The illusion of Kettledrum required Vicary to spend much of his day in his cramped office in St. James's Street--after all, they were trying to convince the Abwehr, and the rest of the department, that Vicary was still pursuing a German agent with access to top-secret material. He closed the door and sat down at his desk. He desperately needed sleep. He laid his head on the desk like a drowsy student and closed his eyes. When he did, he was immediately back in the grimy Hoxton flat. He saw the Pelican and he saw the Hawke. He saw the little boys in the filthy alleyway, pale malnourished legs poking from their shorts. He saw the moth turning to dust. He heard the organ music echoing through the grand cathedral. He thought of Matilda; guilt over missing her funeral flashed over him like hot water poured down his neck.
Damn. Why can't I turn it off just for a few minutes and sleep?
Then he saw Boothby, striding around the flat, telling the story of the Hawke and the Pelican and the elaborate deception he had foisted on Walter Schellenberg. He realized he had never seen Boothby happier: Boothby in the field, surrounded by his agents, Boothby drinking vile coffee from a chipped enamel mug. He realized he had misjudged Boothby or, more accurately, he had been misled by Boothby. The entire department had been. Boothby was a lie. The comic bureaucrat, preening around his grand office, the silly personal maxims, the red light and the green light, the ridiculous fetish about moisture rings on his precious furniture--it was all a lie. That was not Basil Boothby. Basil Boothby was not a pusher of paper. Basil Boothby was a runner of agents. A liar. A manipulator. A deceiver.
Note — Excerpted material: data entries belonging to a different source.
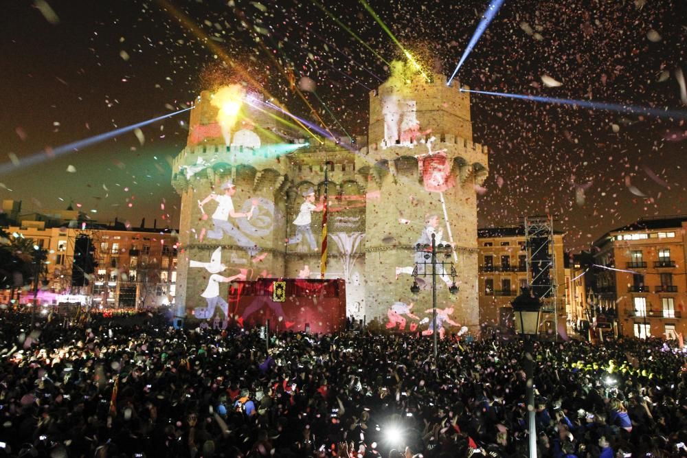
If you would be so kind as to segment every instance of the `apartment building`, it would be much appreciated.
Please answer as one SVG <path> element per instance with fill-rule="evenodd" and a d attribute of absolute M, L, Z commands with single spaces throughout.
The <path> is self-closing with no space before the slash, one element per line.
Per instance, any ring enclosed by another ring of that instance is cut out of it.
<path fill-rule="evenodd" d="M 558 286 L 555 301 L 559 321 L 565 319 L 563 236 L 562 233 L 554 233 L 552 253 L 556 266 L 555 283 Z M 510 314 L 510 301 L 528 282 L 525 229 L 522 226 L 480 229 L 477 242 L 480 323 L 483 330 L 504 328 Z M 550 306 L 553 301 L 547 300 L 545 303 Z M 553 310 L 550 311 L 552 313 L 543 319 L 548 321 L 544 325 L 555 329 Z"/>
<path fill-rule="evenodd" d="M 46 250 L 47 262 L 38 300 L 41 304 L 90 303 L 103 308 L 155 308 L 173 304 L 176 294 L 178 241 L 170 229 L 89 224 L 79 228 L 46 227 L 46 222 L 23 220 L 5 231 L 33 240 Z M 75 225 L 71 225 L 75 226 Z M 76 225 L 78 226 L 78 225 Z M 87 286 L 72 285 L 75 241 L 87 235 L 93 244 L 97 263 Z M 19 304 L 34 299 L 32 288 L 0 291 L 0 300 Z"/>
<path fill-rule="evenodd" d="M 594 244 L 597 306 L 618 335 L 675 339 L 687 331 L 687 216 L 641 219 Z"/>

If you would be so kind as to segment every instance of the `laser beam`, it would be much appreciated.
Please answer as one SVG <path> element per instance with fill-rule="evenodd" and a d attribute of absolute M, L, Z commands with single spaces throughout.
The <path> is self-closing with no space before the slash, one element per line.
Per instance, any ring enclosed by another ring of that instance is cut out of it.
<path fill-rule="evenodd" d="M 501 1 L 503 1 L 503 0 Z M 408 51 L 405 47 L 403 47 L 403 45 L 401 44 L 401 42 L 396 39 L 396 36 L 394 36 L 394 34 L 392 33 L 391 30 L 389 29 L 388 27 L 387 27 L 386 24 L 385 24 L 382 21 L 381 19 L 379 16 L 377 16 L 377 14 L 374 12 L 374 10 L 372 9 L 372 7 L 368 5 L 368 2 L 366 2 L 365 0 L 360 0 L 360 3 L 363 4 L 363 6 L 365 7 L 365 9 L 367 10 L 368 12 L 370 13 L 370 15 L 372 16 L 372 18 L 377 21 L 377 23 L 379 24 L 379 26 L 381 27 L 382 29 L 384 30 L 384 32 L 387 33 L 387 35 L 388 35 L 391 38 L 392 41 L 394 43 L 396 43 L 396 45 L 398 46 L 399 48 L 401 48 L 401 50 L 403 51 L 403 55 L 405 56 L 406 58 L 407 58 L 408 60 L 410 61 L 410 63 L 412 63 L 413 65 L 413 67 L 415 67 L 415 69 L 418 72 L 419 72 L 420 75 L 423 76 L 423 78 L 425 78 L 425 80 L 429 81 L 429 77 L 427 76 L 427 74 L 423 71 L 423 68 L 420 66 L 420 64 L 418 64 L 417 61 L 416 61 L 415 58 L 413 58 L 411 54 L 408 52 Z"/>
<path fill-rule="evenodd" d="M 451 82 L 455 78 L 456 73 L 458 73 L 458 70 L 460 69 L 460 66 L 463 65 L 465 62 L 465 59 L 468 58 L 468 56 L 472 52 L 473 49 L 475 45 L 477 45 L 477 42 L 480 41 L 480 38 L 482 34 L 484 33 L 486 30 L 486 27 L 489 26 L 491 23 L 491 20 L 496 16 L 496 14 L 499 12 L 499 9 L 501 5 L 504 4 L 504 0 L 492 0 L 491 3 L 489 3 L 489 6 L 486 8 L 486 11 L 484 14 L 482 15 L 482 20 L 477 26 L 477 29 L 475 30 L 475 33 L 473 34 L 472 38 L 470 38 L 470 41 L 468 43 L 468 47 L 465 48 L 465 51 L 463 52 L 462 57 L 460 58 L 460 60 L 458 61 L 458 65 L 456 65 L 455 69 L 453 70 L 453 74 L 449 78 L 449 81 L 446 83 L 447 86 L 451 86 Z"/>
<path fill-rule="evenodd" d="M 35 165 L 36 164 L 40 163 L 47 159 L 56 157 L 58 156 L 62 156 L 63 154 L 65 154 L 76 150 L 80 150 L 96 144 L 102 143 L 105 140 L 114 138 L 115 137 L 121 135 L 123 133 L 131 132 L 135 129 L 143 127 L 144 126 L 148 126 L 148 124 L 152 124 L 154 122 L 161 121 L 162 119 L 165 119 L 168 117 L 176 116 L 177 115 L 188 111 L 189 110 L 192 110 L 194 108 L 194 106 L 191 106 L 183 110 L 179 110 L 179 111 L 174 111 L 174 113 L 163 115 L 162 116 L 158 116 L 157 117 L 154 117 L 152 119 L 142 121 L 141 122 L 137 122 L 135 124 L 131 124 L 131 126 L 122 127 L 105 133 L 93 135 L 93 137 L 89 137 L 87 139 L 84 139 L 83 140 L 68 143 L 66 145 L 58 146 L 57 148 L 52 150 L 43 150 L 40 152 L 35 153 L 27 158 L 21 159 L 20 163 L 16 165 L 12 162 L 5 162 L 5 163 L 0 165 L 0 174 L 8 173 L 9 172 L 13 172 L 21 167 Z"/>
<path fill-rule="evenodd" d="M 592 110 L 606 110 L 607 111 L 618 111 L 633 115 L 651 115 L 656 117 L 671 117 L 677 119 L 687 119 L 687 111 L 679 110 L 662 110 L 649 106 L 635 106 L 633 105 L 622 105 L 621 104 L 609 103 L 607 102 L 591 102 L 589 100 L 575 100 L 574 99 L 558 99 L 551 97 L 541 97 L 539 95 L 523 95 L 522 94 L 508 94 L 503 92 L 489 92 L 487 91 L 473 91 L 461 88 L 460 92 L 471 92 L 475 94 L 485 94 L 497 97 L 508 97 L 513 99 L 521 99 L 531 102 L 541 102 L 557 105 L 571 105 L 582 106 Z"/>

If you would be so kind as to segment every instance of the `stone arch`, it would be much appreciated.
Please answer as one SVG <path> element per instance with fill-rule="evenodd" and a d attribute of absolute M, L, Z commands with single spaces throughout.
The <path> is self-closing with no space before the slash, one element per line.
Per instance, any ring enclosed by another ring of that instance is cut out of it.
<path fill-rule="evenodd" d="M 396 171 L 402 176 L 418 176 L 418 158 L 414 156 L 401 156 L 394 160 Z"/>

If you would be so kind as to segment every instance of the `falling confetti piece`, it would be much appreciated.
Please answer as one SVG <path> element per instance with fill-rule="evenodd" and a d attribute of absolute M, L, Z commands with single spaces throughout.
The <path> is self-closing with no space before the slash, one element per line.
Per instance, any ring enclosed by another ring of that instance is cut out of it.
<path fill-rule="evenodd" d="M 656 32 L 653 29 L 651 30 L 649 30 L 646 33 L 646 38 L 649 39 L 649 41 L 652 41 L 655 43 L 657 43 L 659 41 L 663 39 L 662 37 L 660 36 L 660 34 L 659 34 L 657 32 Z"/>
<path fill-rule="evenodd" d="M 682 104 L 687 105 L 687 87 L 685 85 L 685 76 L 682 73 L 682 69 L 679 67 L 675 69 L 675 79 L 677 80 L 677 84 L 680 87 L 680 101 Z"/>
<path fill-rule="evenodd" d="M 34 6 L 41 12 L 45 20 L 53 25 L 60 23 L 60 18 L 45 0 L 34 0 Z"/>
<path fill-rule="evenodd" d="M 138 143 L 141 146 L 143 146 L 144 144 L 146 143 L 146 137 L 143 135 L 143 130 L 141 129 L 134 129 L 133 135 L 138 139 Z"/>
<path fill-rule="evenodd" d="M 559 86 L 563 86 L 562 82 L 556 81 L 548 75 L 541 76 L 541 82 L 544 83 L 544 86 L 546 87 L 558 87 Z"/>

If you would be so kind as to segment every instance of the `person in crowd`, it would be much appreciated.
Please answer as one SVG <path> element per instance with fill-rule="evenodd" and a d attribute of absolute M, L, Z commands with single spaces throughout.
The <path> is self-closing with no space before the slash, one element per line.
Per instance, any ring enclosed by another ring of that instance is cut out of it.
<path fill-rule="evenodd" d="M 442 339 L 435 360 L 383 331 L 268 352 L 257 330 L 0 310 L 0 457 L 528 455 L 521 342 Z M 536 343 L 539 455 L 687 457 L 687 361 L 664 344 Z"/>

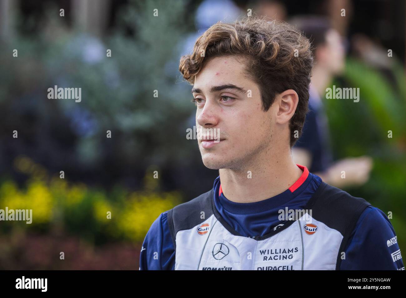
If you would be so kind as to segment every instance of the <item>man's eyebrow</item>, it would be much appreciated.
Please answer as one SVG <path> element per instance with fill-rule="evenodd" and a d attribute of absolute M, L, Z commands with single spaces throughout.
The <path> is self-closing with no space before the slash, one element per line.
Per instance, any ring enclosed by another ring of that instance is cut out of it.
<path fill-rule="evenodd" d="M 225 89 L 233 89 L 243 94 L 245 94 L 247 92 L 246 90 L 245 89 L 240 87 L 236 86 L 233 84 L 226 84 L 225 85 L 221 85 L 219 86 L 213 86 L 210 88 L 209 91 L 211 93 L 213 93 L 217 91 L 220 91 Z M 199 88 L 193 88 L 192 89 L 192 93 L 202 93 L 202 90 Z"/>

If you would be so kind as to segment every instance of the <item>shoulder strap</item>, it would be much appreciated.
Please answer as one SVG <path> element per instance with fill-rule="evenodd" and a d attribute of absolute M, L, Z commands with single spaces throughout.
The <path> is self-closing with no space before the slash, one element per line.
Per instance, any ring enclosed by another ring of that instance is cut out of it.
<path fill-rule="evenodd" d="M 341 253 L 344 251 L 361 214 L 371 204 L 364 199 L 353 197 L 339 189 L 322 182 L 309 200 L 306 209 L 311 209 L 312 216 L 343 236 L 336 270 L 339 269 Z"/>
<path fill-rule="evenodd" d="M 175 206 L 168 212 L 168 225 L 175 251 L 178 232 L 191 229 L 213 214 L 211 200 L 214 191 L 212 189 L 188 202 Z M 204 212 L 205 214 L 203 219 L 201 218 L 202 212 Z"/>

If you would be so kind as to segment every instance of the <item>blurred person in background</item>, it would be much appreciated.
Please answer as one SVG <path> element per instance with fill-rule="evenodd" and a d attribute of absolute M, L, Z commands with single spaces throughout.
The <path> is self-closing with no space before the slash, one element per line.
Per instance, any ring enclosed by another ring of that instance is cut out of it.
<path fill-rule="evenodd" d="M 333 162 L 327 116 L 322 98 L 335 75 L 342 73 L 345 50 L 342 39 L 327 18 L 298 17 L 290 22 L 312 42 L 315 60 L 309 90 L 309 112 L 303 132 L 292 148 L 296 163 L 309 168 L 323 181 L 337 187 L 360 185 L 369 178 L 372 159 L 348 157 Z M 346 179 L 341 178 L 345 171 Z"/>

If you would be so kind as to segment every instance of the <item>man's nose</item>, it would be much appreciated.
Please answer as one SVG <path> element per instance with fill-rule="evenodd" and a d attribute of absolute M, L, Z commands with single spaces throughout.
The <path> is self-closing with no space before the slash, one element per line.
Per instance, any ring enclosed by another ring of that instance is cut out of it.
<path fill-rule="evenodd" d="M 215 103 L 206 100 L 203 108 L 196 112 L 196 123 L 202 126 L 215 126 L 218 121 L 217 108 Z"/>

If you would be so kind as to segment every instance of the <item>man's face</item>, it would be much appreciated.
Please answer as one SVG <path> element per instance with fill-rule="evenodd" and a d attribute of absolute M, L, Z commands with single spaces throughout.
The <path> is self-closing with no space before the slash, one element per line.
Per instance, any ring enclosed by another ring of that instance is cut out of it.
<path fill-rule="evenodd" d="M 262 111 L 258 86 L 246 76 L 244 67 L 234 57 L 213 58 L 195 78 L 197 130 L 204 129 L 203 135 L 207 129 L 219 132 L 219 137 L 213 135 L 219 142 L 198 139 L 209 169 L 249 170 L 250 161 L 271 145 L 274 109 Z"/>

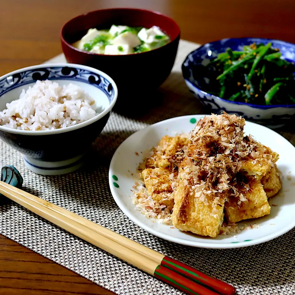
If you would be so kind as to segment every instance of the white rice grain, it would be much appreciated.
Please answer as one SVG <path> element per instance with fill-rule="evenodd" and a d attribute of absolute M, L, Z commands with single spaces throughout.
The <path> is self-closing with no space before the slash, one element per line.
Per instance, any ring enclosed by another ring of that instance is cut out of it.
<path fill-rule="evenodd" d="M 22 130 L 50 130 L 72 126 L 97 114 L 95 101 L 82 88 L 70 84 L 63 87 L 48 80 L 37 81 L 19 98 L 0 112 L 0 124 Z"/>

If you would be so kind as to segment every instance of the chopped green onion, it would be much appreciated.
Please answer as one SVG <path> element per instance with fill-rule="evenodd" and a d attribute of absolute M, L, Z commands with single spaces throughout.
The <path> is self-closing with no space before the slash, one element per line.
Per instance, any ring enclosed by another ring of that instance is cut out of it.
<path fill-rule="evenodd" d="M 166 36 L 163 36 L 161 35 L 156 35 L 155 36 L 155 39 L 163 39 Z"/>

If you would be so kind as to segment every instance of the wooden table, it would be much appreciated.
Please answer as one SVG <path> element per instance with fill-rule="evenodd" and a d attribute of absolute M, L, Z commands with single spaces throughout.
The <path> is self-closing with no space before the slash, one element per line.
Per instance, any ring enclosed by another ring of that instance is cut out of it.
<path fill-rule="evenodd" d="M 60 53 L 60 31 L 73 17 L 116 7 L 162 12 L 183 39 L 198 43 L 247 36 L 295 43 L 294 0 L 0 0 L 0 75 Z M 0 294 L 57 293 L 113 294 L 0 235 Z"/>

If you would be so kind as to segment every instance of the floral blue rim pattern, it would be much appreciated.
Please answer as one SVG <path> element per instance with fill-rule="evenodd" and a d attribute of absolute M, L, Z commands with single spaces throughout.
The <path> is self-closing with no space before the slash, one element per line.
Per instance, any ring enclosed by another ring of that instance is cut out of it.
<path fill-rule="evenodd" d="M 226 48 L 230 47 L 233 50 L 242 50 L 244 45 L 249 45 L 254 42 L 262 43 L 265 45 L 270 42 L 273 46 L 278 48 L 282 53 L 282 58 L 289 61 L 295 60 L 295 44 L 279 40 L 273 40 L 263 38 L 243 38 L 222 39 L 210 43 L 204 44 L 190 53 L 183 62 L 182 69 L 183 78 L 186 82 L 190 83 L 199 91 L 207 97 L 214 99 L 233 104 L 247 105 L 256 108 L 266 109 L 274 108 L 293 108 L 295 104 L 276 105 L 258 105 L 246 103 L 231 101 L 215 96 L 202 90 L 199 83 L 193 78 L 191 71 L 192 65 L 196 64 L 205 65 L 210 60 L 216 57 L 218 53 L 224 52 Z M 286 48 L 287 45 L 287 48 Z M 206 61 L 206 60 L 208 62 Z M 202 98 L 202 99 L 203 99 Z M 208 100 L 212 102 L 212 100 Z"/>
<path fill-rule="evenodd" d="M 31 163 L 30 163 L 29 161 L 28 160 L 28 159 L 26 159 L 24 157 L 23 158 L 24 160 L 25 161 L 25 162 L 26 162 L 31 166 L 33 166 L 33 167 L 34 167 L 36 168 L 37 168 L 38 169 L 42 169 L 42 170 L 57 170 L 66 169 L 67 168 L 69 168 L 74 166 L 76 166 L 78 164 L 81 163 L 82 163 L 84 161 L 84 158 L 82 157 L 79 159 L 76 162 L 73 162 L 72 163 L 71 163 L 70 164 L 69 164 L 66 165 L 64 165 L 63 166 L 60 166 L 58 167 L 45 167 L 45 166 L 41 167 L 41 166 L 38 166 L 37 165 L 34 165 L 32 164 Z"/>
<path fill-rule="evenodd" d="M 89 71 L 69 67 L 44 67 L 14 73 L 0 81 L 0 96 L 12 89 L 37 80 L 74 80 L 85 82 L 101 89 L 108 97 L 109 102 L 113 100 L 115 92 L 112 84 L 105 78 Z"/>

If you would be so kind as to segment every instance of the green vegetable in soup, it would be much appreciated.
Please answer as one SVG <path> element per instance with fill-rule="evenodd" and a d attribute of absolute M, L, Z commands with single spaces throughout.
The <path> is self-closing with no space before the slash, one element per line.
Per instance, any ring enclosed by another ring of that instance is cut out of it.
<path fill-rule="evenodd" d="M 143 27 L 114 25 L 111 29 L 99 30 L 96 28 L 89 29 L 81 39 L 73 46 L 94 53 L 126 54 L 149 51 L 163 46 L 170 41 L 168 36 L 160 34 L 163 33 L 155 26 L 147 29 Z"/>

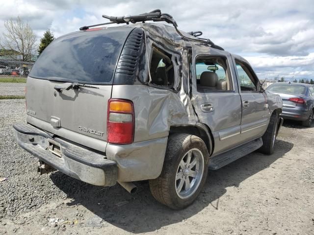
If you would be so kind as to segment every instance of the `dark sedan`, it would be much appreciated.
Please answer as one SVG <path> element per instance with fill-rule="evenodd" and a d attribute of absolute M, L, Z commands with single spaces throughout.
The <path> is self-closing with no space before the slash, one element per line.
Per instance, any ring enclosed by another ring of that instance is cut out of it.
<path fill-rule="evenodd" d="M 266 90 L 283 99 L 282 118 L 302 121 L 303 126 L 311 126 L 314 118 L 314 85 L 278 82 Z"/>

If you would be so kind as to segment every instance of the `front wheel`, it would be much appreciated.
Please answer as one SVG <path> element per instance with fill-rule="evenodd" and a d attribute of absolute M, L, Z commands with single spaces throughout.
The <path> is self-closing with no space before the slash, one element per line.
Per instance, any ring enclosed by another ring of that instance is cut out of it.
<path fill-rule="evenodd" d="M 161 173 L 149 182 L 153 196 L 174 209 L 187 207 L 206 181 L 208 161 L 208 150 L 199 137 L 183 134 L 170 136 Z"/>
<path fill-rule="evenodd" d="M 270 117 L 270 120 L 266 132 L 262 137 L 263 145 L 259 151 L 265 154 L 272 154 L 274 152 L 275 141 L 277 135 L 279 117 L 277 113 L 274 113 Z"/>

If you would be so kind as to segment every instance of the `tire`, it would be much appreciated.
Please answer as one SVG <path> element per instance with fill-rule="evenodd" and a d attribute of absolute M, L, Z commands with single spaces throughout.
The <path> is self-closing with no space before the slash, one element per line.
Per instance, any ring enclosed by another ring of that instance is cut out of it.
<path fill-rule="evenodd" d="M 259 149 L 259 152 L 270 155 L 274 152 L 274 145 L 277 136 L 277 129 L 278 124 L 278 115 L 273 113 L 270 117 L 270 120 L 266 132 L 262 137 L 263 145 Z"/>
<path fill-rule="evenodd" d="M 302 126 L 310 127 L 314 118 L 314 110 L 312 109 L 310 113 L 309 118 L 305 121 L 302 121 Z"/>
<path fill-rule="evenodd" d="M 186 167 L 183 163 L 188 163 L 190 156 L 191 165 Z M 170 136 L 161 173 L 157 178 L 149 181 L 152 194 L 157 201 L 173 209 L 190 205 L 205 183 L 209 159 L 207 147 L 199 137 L 185 134 Z M 197 163 L 191 167 L 195 162 Z M 190 183 L 189 188 L 187 180 Z M 180 187 L 182 189 L 179 190 Z"/>

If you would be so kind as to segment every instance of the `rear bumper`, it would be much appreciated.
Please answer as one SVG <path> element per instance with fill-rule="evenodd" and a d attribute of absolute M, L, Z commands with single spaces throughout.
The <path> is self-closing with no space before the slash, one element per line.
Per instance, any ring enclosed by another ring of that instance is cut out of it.
<path fill-rule="evenodd" d="M 112 186 L 118 178 L 117 164 L 96 153 L 57 138 L 52 138 L 29 124 L 14 124 L 18 143 L 52 167 L 92 185 Z M 60 147 L 61 157 L 49 149 L 52 143 Z"/>
<path fill-rule="evenodd" d="M 296 107 L 293 108 L 283 107 L 280 117 L 285 119 L 303 121 L 309 118 L 310 110 Z"/>

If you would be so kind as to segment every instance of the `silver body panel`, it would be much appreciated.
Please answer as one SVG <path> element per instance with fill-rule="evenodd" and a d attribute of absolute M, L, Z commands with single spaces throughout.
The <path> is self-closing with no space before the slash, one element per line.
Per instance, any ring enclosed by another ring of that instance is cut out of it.
<path fill-rule="evenodd" d="M 213 157 L 261 137 L 273 111 L 282 108 L 279 95 L 267 91 L 239 91 L 234 59 L 229 52 L 172 37 L 173 29 L 170 27 L 153 25 L 135 26 L 144 30 L 147 53 L 153 44 L 162 44 L 180 56 L 175 66 L 174 84 L 177 92 L 150 84 L 147 63 L 137 78 L 139 80 L 141 77 L 144 81 L 136 80 L 133 85 L 96 85 L 99 89 L 79 88 L 58 93 L 53 88 L 55 85 L 65 87 L 69 83 L 30 77 L 27 80 L 27 123 L 71 142 L 101 151 L 106 159 L 116 163 L 117 180 L 121 182 L 155 179 L 159 175 L 167 138 L 174 127 L 192 127 L 205 133 L 214 146 L 208 146 Z M 186 47 L 193 48 L 193 61 L 199 54 L 225 56 L 233 90 L 198 92 L 195 72 L 192 71 L 192 77 L 189 75 Z M 113 144 L 106 141 L 107 106 L 110 98 L 133 102 L 135 130 L 132 144 Z M 242 106 L 243 100 L 249 101 L 248 108 Z M 212 112 L 203 112 L 202 105 L 207 103 L 213 105 Z M 82 128 L 85 128 L 84 131 Z"/>

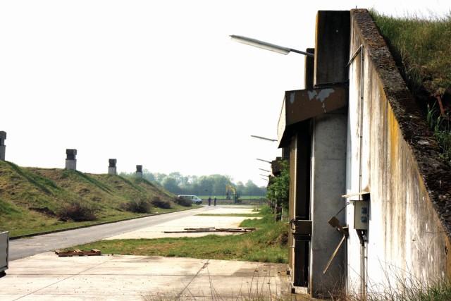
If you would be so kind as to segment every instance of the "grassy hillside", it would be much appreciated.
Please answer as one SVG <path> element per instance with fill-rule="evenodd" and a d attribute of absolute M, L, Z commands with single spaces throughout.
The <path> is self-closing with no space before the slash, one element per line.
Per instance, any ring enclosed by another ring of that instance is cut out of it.
<path fill-rule="evenodd" d="M 12 237 L 187 209 L 175 199 L 142 178 L 0 161 L 0 231 Z"/>

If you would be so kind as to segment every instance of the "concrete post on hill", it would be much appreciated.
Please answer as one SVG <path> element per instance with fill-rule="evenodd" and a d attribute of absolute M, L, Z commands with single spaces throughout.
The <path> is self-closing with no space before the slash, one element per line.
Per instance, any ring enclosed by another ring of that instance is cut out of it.
<path fill-rule="evenodd" d="M 109 166 L 108 166 L 108 174 L 109 175 L 117 175 L 117 171 L 116 168 L 116 164 L 118 160 L 116 159 L 109 159 Z"/>
<path fill-rule="evenodd" d="M 142 165 L 136 166 L 136 177 L 142 178 Z"/>
<path fill-rule="evenodd" d="M 5 139 L 6 139 L 6 132 L 0 130 L 0 160 L 1 161 L 5 161 L 5 151 L 6 150 Z"/>
<path fill-rule="evenodd" d="M 66 149 L 66 169 L 77 170 L 77 149 Z"/>

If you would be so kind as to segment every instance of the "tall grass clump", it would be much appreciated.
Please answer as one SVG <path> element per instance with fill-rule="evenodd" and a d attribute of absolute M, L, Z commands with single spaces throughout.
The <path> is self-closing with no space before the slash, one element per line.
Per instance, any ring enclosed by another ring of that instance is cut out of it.
<path fill-rule="evenodd" d="M 432 129 L 433 135 L 441 149 L 440 156 L 451 165 L 451 123 L 450 113 L 445 116 L 437 113 L 435 106 L 428 104 L 426 120 Z"/>

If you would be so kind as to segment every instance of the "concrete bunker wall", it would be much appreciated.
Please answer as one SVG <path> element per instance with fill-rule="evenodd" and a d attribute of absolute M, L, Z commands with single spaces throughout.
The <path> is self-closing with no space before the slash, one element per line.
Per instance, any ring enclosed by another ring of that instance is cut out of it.
<path fill-rule="evenodd" d="M 360 52 L 350 66 L 347 190 L 370 192 L 371 201 L 363 248 L 353 230 L 353 204 L 347 209 L 348 290 L 449 276 L 444 209 L 450 187 L 437 186 L 432 173 L 447 180 L 450 168 L 437 159 L 437 147 L 366 10 L 351 11 L 350 41 L 351 56 Z"/>

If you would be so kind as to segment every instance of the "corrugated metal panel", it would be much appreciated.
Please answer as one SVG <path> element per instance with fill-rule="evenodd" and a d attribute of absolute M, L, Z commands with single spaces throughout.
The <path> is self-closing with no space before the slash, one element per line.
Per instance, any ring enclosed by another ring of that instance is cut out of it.
<path fill-rule="evenodd" d="M 285 91 L 277 128 L 278 147 L 290 144 L 294 125 L 347 106 L 348 94 L 348 87 L 343 84 Z"/>

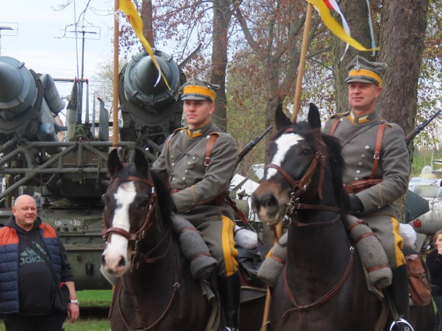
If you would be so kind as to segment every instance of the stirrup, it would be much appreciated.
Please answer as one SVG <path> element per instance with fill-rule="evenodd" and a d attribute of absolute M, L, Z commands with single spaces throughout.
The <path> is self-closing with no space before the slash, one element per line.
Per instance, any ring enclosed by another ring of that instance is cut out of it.
<path fill-rule="evenodd" d="M 396 328 L 394 328 L 396 325 Z M 398 331 L 414 331 L 413 327 L 403 319 L 399 319 L 394 321 L 390 327 L 390 331 L 397 330 Z"/>

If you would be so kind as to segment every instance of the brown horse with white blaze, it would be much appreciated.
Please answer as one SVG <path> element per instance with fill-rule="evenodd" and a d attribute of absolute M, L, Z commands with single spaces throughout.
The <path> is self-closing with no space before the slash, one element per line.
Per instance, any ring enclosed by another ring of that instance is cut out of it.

Vicary, drifting off to sleep, found he loathed Boothby just a little less. But one thing troubled him. Why had Boothby lowered the veil? And why now?
Vicary felt himself descending into a dreamless sleep. In the distance Big Ben tolled ten o'clock. The chimes faded, only to be replaced by the muffled clatter of the teleprinters outside his closed door. He wanted to sleep for a long time. He wanted to forget about it all, just for a few minutes. But after a short while, the shaking began--gentle at first, then violent. Then the sound of a girl's voice--at first downy and pleasant, then slightly alarmed. "Professor Vicary . . . Professor Vicary. . . . Please wake up. . . . Professor Vicary. . . . Can you hear me?"
Vicary, his head still resting on his folded hands, opened his eyes. For an instant he thought it was Helen. But it was only Prudence, a flaxen angel from the typing pool. "I'm so sorry to wake you, Professor. But Harry Dalton's on the line, and he says it's urgent. Let me bring you a cup of hot tea, you poor lamb."
41
LONDON
Catherine Blake left her flat shortly before eleven a.m., a light, cold rain falling. The darkening skies promised worse weather to come. She had three hours before her rendezvous with Neumann. On dreary days like these she was tempted to skip her painstaking ritual sojourns across London and proceed straight to the rendezvous site. It was monotonous, exhausting work, constantly stopping and checking her tail, jumping on and off underground trains and in and out of taxicabs. But it was necessary, especially now.
She paused in the door, knotting a scarf beneath her chin, looking into the street. A quiet Sunday morning, traffic light, shops still closed. Only the cafe across the street was open. A bald man sat in a window table reading a newspaper. He looked up for an instant, turned a page, and looked down again.
Outside the cafe a half dozen people waited for a bus. Catherine looked at the faces and thought she had seen one of them before, maybe at the bus stop, maybe somewhere else. She looked up at the flats across the street. If they're watching you, they'll do it from a fixed position, a flat or a room over a shop. She scanned the windows, looking for any changes, any faces looking back at her. She saw nothing. She finished tying her scarf, put up her umbrella, and started walking through the rain.